The Constitution did not mention abortion.  "Personhood" - that one was thought to have been settled in the debate over slavery, that the law could not declare a human being a non-person or partial person by the stroke of a legal pen. 

The crux of the Roe decision was the "right to privacy" which the court simply left undefined - privacy to do what?  Privacy with what limits?   Can any and every action be considered off limits to law if committed in private?



The result of Roe in the legal and political sphere was a sharp divide between the "strict constructionists" and the "living document" sides.  The left, especially the radical left, embraced the "living document" position with a vengeance and battles over court appointees and the political offices who could make those appointments turned into open warfare.  Supreme Court nominees became the targets of absurd personal attacks and open slander.

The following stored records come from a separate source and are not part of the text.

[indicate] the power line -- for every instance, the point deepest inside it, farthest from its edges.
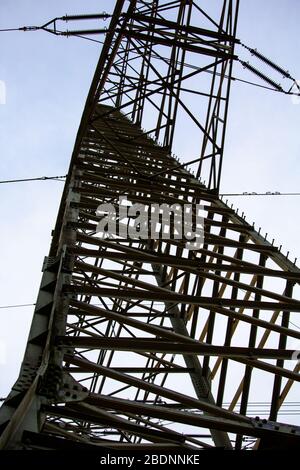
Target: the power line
(40, 178)
(63, 177)
(268, 193)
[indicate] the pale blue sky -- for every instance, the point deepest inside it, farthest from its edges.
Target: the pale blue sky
(47, 80)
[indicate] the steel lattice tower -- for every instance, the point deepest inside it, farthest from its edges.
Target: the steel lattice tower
(141, 343)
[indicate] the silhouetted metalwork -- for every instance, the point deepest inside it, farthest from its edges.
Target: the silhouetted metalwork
(137, 343)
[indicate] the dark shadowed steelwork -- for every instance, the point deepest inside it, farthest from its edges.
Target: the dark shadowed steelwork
(138, 343)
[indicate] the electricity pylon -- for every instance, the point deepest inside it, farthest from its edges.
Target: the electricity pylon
(142, 342)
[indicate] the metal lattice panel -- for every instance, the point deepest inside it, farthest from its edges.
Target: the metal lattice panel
(142, 343)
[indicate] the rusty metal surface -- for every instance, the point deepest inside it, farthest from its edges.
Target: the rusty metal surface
(141, 342)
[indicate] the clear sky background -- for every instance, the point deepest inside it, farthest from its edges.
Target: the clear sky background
(47, 79)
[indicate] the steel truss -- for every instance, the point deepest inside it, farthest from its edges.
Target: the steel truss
(138, 343)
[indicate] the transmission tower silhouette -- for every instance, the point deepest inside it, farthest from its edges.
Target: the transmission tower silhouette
(138, 341)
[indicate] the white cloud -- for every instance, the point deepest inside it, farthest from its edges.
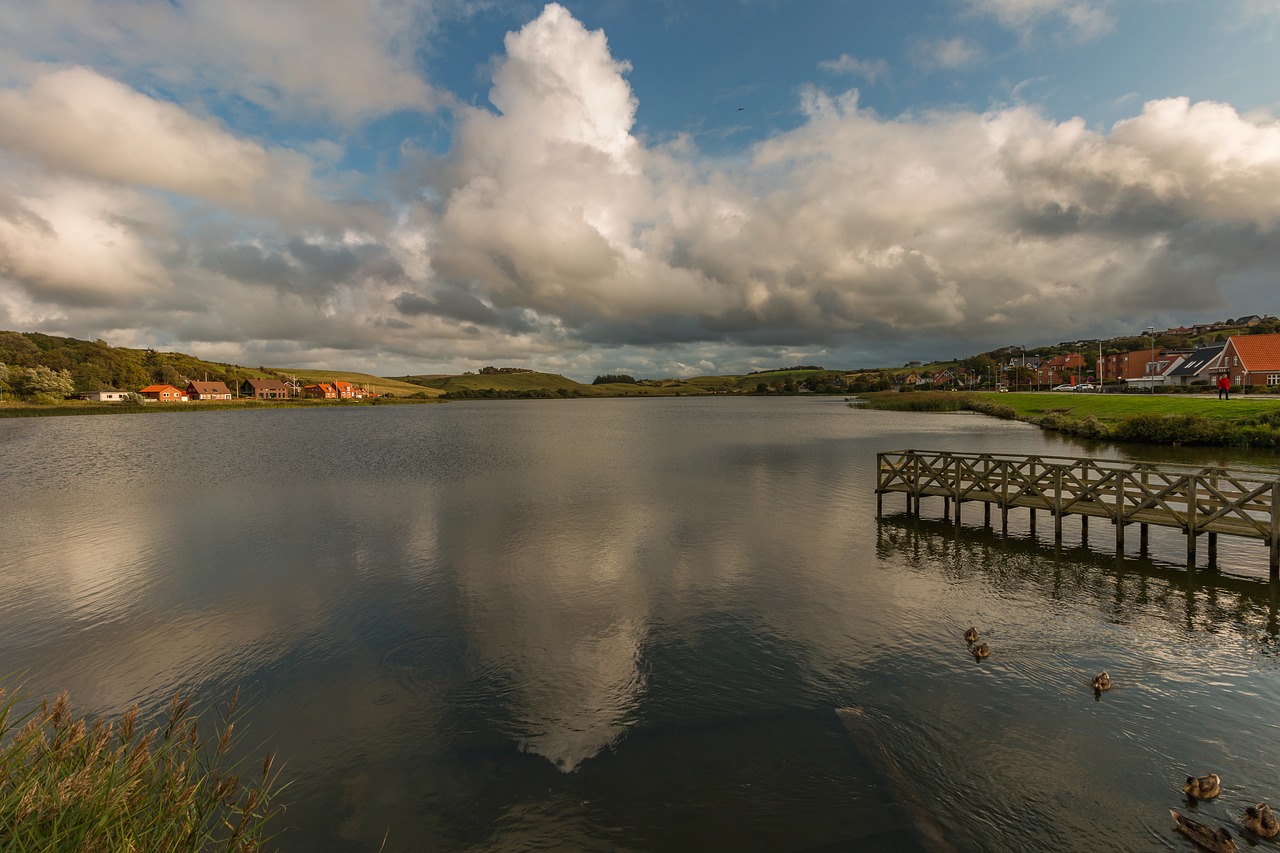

And lost in all the legal wrangling - 55 million hearbeats stopped.  Late term abortions defended by politicians, live birth and partial birth abortions defended by politicians and the media - why?

Not merely because human nature wants sex with no strings.

But because law that is malleable, law that can be twisted and manipulated, is an essential tool in the politics of the left.  Roe represents a view of the Constitution that makes the principles of the Constitution a wax nose that can be easily bent if the right appointees serve on strategic benches in circuit courts, state Supreme Courts and especially the Supreme Court of the United States.

Mourn not only the loss of 55 million lives.  Mourn the poisoning of a Constitutional Republic perhaps now on it's death bed.